The largest budget increase this year is in school costs. The town’s vocational school costs dropped by $25,000, but the Hawlemont Regional School assessment went up from $210,731 to $240,876. Also the town’s Mohawk assessment will go up from $133,894 to $152,223.

Mohawk/Hawlemont Superintendent Michael Buoniconti said the overall budget increase for Hawlemont was only 1.5 percent, and the budget hike for Mohawk was an overall 3.3 percent. He said state aid has been flat for the past decade, but cost-of-living and other fixed costs were rising.

He said Hawley’s costs have spiked because of the state’s minimum required contribution formula for education spending. Also, he said, the school district has less rainy day savings than it has used in the past to offset assessment increases.

He said school increases like Hawley is seeing this year “is not the plan for the foreseeable future.”

Hawley approved three proposed changes to the eight-member towns’ regional district agreement. The first amendment includes adding preschool costs to Mohawk’s operating assessments and it cleans up obsolete language. A second amendment would allow Rowe to join the district as a secondary school member (grades 8 through 12). A third proposal would change a requirement that all district changes must be unanimously approved by all towns to a two-thirds majority vote required. Currently, any regional agreement changes require unanimous approval from its member towns, and Heath defeated this article Saturday.

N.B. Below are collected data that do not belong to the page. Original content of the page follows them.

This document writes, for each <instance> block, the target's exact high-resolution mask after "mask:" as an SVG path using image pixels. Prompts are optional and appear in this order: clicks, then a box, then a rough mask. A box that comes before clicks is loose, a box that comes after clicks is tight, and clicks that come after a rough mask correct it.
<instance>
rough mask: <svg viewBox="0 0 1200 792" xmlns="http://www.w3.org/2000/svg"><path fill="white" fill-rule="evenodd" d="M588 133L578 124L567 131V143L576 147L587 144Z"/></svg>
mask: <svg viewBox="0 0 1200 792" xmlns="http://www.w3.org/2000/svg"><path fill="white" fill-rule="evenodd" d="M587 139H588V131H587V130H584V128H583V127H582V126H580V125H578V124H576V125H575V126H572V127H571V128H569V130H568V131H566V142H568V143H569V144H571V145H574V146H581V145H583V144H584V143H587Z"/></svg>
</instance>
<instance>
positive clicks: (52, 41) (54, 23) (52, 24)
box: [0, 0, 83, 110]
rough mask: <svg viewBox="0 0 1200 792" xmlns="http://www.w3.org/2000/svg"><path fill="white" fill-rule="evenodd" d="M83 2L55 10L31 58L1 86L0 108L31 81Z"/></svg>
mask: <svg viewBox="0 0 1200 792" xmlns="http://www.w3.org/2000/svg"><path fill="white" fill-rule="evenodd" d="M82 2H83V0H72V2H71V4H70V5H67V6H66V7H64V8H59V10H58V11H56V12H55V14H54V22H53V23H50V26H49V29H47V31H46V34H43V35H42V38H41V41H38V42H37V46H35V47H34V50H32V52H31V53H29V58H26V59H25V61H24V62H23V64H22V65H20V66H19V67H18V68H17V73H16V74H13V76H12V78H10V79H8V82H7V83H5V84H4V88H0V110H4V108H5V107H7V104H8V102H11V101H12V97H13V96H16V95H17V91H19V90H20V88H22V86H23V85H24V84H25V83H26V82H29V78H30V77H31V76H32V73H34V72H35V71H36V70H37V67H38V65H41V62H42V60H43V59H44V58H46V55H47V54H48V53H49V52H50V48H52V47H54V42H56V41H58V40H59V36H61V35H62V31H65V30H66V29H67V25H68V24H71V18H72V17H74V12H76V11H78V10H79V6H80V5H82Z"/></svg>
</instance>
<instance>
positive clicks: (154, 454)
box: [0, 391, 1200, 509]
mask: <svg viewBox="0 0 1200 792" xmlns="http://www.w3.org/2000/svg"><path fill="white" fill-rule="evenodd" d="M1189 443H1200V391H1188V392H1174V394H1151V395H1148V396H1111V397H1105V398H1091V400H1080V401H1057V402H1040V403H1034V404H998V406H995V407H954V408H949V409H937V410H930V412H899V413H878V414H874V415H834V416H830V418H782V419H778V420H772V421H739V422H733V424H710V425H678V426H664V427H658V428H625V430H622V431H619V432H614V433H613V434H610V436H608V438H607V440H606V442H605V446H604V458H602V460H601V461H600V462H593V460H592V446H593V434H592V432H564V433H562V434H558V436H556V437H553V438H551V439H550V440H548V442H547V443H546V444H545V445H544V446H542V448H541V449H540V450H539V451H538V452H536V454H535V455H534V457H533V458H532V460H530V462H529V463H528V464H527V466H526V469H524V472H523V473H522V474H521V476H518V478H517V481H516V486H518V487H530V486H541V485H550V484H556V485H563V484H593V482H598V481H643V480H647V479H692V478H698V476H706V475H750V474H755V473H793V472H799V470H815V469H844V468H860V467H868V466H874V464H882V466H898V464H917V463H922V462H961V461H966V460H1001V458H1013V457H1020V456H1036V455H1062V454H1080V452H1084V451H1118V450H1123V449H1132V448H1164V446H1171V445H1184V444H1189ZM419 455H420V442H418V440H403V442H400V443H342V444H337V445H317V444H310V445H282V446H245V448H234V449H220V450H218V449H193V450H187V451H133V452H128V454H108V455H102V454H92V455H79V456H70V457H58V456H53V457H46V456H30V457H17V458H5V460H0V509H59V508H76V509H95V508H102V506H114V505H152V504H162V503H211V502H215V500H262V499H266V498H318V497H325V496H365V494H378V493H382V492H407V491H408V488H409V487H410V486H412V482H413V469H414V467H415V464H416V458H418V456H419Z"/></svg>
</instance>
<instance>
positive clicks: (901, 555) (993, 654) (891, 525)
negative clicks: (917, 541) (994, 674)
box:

Voters agreed to take $100,000 from its “free cash” reserves to pay down its storm damage loan. Also, $30,000 from free cash was used for the annual payment on the purchase of a used fire pumper and one-ton truck.

Adopting the state Stretch Energy Code Bylaw building standards would help Hawley secure a $130,000 grant for Green Community projects, including energy-efficiency improvements to town buildings. This was the most debated issue, as several residents said they didn’t want the state to dictate what they could build on their own property.

Ed Brady said building permits require people to meet state building codes, which are not that different from the new stretch codes proposed. Suzanne Crawford said the $130,000 grant could generate a lot of utility savings for town buildings for years to come. The article failed because the 22-13 vote — was not the required two-thirds majority needed to pass.